Alexandra Damien, 33 ans, a été condamnée ce mardi, à Paris, à deux ans de prison dont six mois ferme. Elle était notamment accusée d'avoir escroqué le Fonds de garantie des victimes du terrorisme et autres infractions pénales (FGTI), en se faisant passer pour une victime des attentats du 13 novembre 2015.

La prévenue avait raconté se trouver au Carillon le soir des attentats du 13-Novembre
La prévenue avait raconté se trouver au Carillon le soir des attentats du 13-Novembre © AFP / MARTIN BUREAU

Deux ans de prison dont six mois fermes pour escroquerie et faux témoignage : c'est la peine à laquelle a été condamnée Alexandra Damien mardi par le tribunal correctionnel de Paris. Les 18 mois avec sursis sont assortis d'une mise à l'épreuve, comprenant une obligation de soins, l'indemnisation des parties civiles et la recherche d'un travail.

Dix relances

Cette femme de 33 ans était accusée de s'être fait passer pour une victime des attentats djihadistes survenus à Paris le 13 novembre 2015, en prétendant avoir été touchée par une rafale de kalachnikov à la terrasse du bar Le Carillon. Elle était jugée pour avoir escroqué le Fonds de garantie des victimes de terrorisme et autres infractions pénales (FGTI) à hauteur de 20 000 euros, ainsi que l'Association française des victimes du terrorisme (AFVT) qui lui avait permis de bénéficier d'un stage thérapeutique dans un hôtel en Normandie. 

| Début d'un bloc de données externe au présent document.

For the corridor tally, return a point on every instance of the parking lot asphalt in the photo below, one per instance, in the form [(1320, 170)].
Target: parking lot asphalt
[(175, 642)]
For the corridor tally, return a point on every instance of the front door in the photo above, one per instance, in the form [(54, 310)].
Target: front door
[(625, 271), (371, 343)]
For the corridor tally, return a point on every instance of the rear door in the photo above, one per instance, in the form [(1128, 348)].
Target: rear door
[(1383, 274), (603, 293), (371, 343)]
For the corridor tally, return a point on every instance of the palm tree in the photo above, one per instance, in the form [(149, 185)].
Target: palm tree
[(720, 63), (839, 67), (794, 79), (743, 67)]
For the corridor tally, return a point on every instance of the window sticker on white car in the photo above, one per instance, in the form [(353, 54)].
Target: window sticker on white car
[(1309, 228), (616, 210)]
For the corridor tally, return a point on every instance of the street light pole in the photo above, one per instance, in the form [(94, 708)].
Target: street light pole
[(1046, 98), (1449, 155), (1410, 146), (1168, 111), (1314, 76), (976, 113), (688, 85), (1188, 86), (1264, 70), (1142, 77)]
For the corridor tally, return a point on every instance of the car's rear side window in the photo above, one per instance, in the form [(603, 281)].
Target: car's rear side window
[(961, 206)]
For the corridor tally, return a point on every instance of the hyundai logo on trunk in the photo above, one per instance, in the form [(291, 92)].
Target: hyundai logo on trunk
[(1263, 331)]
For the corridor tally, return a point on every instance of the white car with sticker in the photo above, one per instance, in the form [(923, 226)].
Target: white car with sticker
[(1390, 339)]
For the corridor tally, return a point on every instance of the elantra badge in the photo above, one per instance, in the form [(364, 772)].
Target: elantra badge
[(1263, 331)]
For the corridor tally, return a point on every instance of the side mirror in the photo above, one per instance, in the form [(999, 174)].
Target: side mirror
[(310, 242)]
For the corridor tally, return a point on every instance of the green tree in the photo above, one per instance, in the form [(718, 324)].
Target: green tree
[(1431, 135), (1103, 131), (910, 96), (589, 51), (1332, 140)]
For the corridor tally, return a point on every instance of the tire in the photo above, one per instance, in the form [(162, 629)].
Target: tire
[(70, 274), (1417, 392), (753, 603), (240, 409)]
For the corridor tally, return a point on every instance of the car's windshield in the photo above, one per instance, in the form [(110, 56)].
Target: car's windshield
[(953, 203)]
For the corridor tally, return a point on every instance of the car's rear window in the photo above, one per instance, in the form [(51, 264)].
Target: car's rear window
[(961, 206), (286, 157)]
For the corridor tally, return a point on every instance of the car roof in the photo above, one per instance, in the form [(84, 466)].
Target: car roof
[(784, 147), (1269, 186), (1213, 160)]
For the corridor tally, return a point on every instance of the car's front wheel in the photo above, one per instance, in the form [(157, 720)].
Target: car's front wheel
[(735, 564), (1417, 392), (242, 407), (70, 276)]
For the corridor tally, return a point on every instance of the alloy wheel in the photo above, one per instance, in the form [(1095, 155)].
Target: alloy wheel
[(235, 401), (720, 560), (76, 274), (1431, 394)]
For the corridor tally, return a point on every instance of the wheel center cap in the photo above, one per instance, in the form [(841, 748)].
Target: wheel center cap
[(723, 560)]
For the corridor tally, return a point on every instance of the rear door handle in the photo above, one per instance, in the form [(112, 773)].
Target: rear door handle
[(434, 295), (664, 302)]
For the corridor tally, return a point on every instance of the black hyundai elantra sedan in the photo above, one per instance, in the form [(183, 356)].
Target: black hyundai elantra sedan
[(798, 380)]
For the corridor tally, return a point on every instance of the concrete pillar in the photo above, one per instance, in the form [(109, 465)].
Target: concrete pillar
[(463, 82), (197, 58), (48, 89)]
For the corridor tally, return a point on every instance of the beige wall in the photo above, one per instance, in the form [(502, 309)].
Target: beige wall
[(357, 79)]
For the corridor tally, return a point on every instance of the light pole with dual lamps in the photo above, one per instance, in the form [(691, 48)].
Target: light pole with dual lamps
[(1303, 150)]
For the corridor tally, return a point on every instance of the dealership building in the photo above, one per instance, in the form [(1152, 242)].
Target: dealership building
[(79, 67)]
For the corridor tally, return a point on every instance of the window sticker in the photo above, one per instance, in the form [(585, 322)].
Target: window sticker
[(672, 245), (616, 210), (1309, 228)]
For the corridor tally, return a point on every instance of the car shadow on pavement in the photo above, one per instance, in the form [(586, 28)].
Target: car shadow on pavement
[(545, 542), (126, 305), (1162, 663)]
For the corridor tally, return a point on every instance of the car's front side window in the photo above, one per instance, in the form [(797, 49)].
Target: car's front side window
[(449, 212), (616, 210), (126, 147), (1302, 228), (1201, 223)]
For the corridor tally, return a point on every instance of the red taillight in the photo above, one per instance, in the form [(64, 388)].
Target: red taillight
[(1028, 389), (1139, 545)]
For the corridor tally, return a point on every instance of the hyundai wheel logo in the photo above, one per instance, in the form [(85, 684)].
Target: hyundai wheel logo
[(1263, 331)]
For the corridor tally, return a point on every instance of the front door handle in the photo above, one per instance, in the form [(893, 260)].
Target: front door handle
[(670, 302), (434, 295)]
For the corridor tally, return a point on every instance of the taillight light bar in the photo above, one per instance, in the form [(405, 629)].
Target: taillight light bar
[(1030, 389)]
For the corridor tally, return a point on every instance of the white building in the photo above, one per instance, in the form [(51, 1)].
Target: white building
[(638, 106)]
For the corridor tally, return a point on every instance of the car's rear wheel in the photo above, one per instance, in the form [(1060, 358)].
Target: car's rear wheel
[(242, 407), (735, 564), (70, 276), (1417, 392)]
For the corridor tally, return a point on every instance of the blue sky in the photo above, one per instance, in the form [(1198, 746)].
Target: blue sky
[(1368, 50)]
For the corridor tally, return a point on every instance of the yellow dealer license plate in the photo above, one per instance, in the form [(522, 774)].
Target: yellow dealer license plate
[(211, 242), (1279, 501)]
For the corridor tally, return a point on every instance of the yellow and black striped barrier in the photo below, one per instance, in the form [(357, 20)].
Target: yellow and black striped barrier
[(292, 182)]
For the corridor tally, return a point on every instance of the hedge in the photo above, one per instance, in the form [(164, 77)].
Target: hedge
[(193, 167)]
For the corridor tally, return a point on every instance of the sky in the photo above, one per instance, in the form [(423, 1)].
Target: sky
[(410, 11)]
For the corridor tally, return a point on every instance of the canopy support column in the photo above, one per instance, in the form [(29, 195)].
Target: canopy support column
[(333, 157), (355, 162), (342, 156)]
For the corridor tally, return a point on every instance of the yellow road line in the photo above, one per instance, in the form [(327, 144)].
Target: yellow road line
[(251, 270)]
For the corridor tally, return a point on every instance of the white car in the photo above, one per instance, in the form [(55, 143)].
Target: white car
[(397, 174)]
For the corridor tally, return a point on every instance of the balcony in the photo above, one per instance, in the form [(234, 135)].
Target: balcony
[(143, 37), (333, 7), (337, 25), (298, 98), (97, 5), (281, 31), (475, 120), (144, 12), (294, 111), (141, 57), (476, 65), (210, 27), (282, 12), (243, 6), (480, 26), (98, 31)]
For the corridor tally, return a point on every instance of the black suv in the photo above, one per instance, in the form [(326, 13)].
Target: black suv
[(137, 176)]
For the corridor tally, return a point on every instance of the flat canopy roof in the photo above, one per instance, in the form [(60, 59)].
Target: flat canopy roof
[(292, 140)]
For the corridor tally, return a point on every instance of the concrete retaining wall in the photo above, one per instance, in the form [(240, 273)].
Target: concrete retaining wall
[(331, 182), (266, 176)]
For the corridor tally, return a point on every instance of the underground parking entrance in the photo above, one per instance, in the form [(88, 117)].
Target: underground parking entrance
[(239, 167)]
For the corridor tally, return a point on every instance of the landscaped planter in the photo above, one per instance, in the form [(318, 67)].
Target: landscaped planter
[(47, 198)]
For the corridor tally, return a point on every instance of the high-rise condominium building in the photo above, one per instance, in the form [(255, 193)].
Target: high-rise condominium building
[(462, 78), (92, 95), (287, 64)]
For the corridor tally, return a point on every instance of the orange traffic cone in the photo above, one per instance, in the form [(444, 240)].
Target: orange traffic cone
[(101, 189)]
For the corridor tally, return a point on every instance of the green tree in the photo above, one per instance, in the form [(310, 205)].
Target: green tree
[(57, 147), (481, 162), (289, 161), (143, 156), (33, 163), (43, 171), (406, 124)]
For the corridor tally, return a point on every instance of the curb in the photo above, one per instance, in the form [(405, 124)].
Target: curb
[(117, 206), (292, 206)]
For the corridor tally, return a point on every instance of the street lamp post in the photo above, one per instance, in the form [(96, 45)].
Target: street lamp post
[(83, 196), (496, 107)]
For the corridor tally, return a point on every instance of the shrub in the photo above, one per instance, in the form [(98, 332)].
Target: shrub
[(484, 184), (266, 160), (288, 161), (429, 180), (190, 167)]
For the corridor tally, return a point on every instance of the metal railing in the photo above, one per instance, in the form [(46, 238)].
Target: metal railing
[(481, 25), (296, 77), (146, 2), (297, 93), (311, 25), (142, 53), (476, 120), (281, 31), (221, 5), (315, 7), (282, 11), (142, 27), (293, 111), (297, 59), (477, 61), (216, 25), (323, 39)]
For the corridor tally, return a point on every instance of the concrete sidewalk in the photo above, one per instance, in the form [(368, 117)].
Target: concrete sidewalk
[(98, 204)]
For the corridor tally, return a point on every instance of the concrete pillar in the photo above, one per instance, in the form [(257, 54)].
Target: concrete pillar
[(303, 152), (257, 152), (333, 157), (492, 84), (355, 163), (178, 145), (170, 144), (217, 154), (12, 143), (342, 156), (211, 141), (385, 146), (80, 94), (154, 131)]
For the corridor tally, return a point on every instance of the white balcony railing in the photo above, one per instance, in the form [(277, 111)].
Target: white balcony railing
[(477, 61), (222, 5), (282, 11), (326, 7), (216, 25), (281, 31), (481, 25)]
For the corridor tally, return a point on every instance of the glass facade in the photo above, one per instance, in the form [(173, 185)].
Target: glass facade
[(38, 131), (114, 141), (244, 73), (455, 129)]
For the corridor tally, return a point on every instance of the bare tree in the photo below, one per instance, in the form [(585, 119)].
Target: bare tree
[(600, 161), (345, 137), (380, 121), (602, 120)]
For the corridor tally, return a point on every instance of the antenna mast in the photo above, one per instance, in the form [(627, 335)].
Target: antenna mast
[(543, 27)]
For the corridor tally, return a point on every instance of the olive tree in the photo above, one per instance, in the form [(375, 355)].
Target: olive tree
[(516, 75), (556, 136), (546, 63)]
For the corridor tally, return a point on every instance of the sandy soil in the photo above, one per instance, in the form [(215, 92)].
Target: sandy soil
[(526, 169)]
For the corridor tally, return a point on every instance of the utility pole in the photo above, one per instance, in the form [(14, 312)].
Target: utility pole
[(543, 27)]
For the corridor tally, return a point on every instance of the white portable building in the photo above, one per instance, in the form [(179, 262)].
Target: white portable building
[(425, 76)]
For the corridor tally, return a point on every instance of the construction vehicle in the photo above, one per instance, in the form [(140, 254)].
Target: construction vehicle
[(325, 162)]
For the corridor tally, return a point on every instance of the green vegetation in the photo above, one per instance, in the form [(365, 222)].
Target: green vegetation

D'abord ajoutée à la "Liste unique des victimes" des attentats, elle avait suscité le doute des enquêteurs du fait de plusieurs incohérences ; elle avait fini par avouer son mensonge. 

Le parquet, qui évoquait un dossier "marqué par la cupidité" et soulignait le fait que la prévenue avait relancé dix fois le FGTI, avait initialement demandé 18 mois ferme.

"Décision équilibrée"

Lors du procès, le 2 octobre dernier, elle avait "demandé pardon" et reconnu qu'elle était "coupable". Selon son avocat, Me William Bourdon, "la justice montre qu'elle peut être intelligente" et prendre une "décision équilibrée, modérée" : il salue le fait que le jugement rendu "prend en compte la défense, ses aveux courageux et en même temps la démonstration du fait que sa cupidité n'était pas sa ligne rouge". 

Elle avait raconté avoir ressenti une "culpabilité" après avoir découvert que plusieurs de ses connaissances avaient été tuées dans l'attentat, un soir où elle avait initialement prévu d'aller au Carillon, et que "j'aurais dû y être" était devenu "j'y étais", dans son esprit.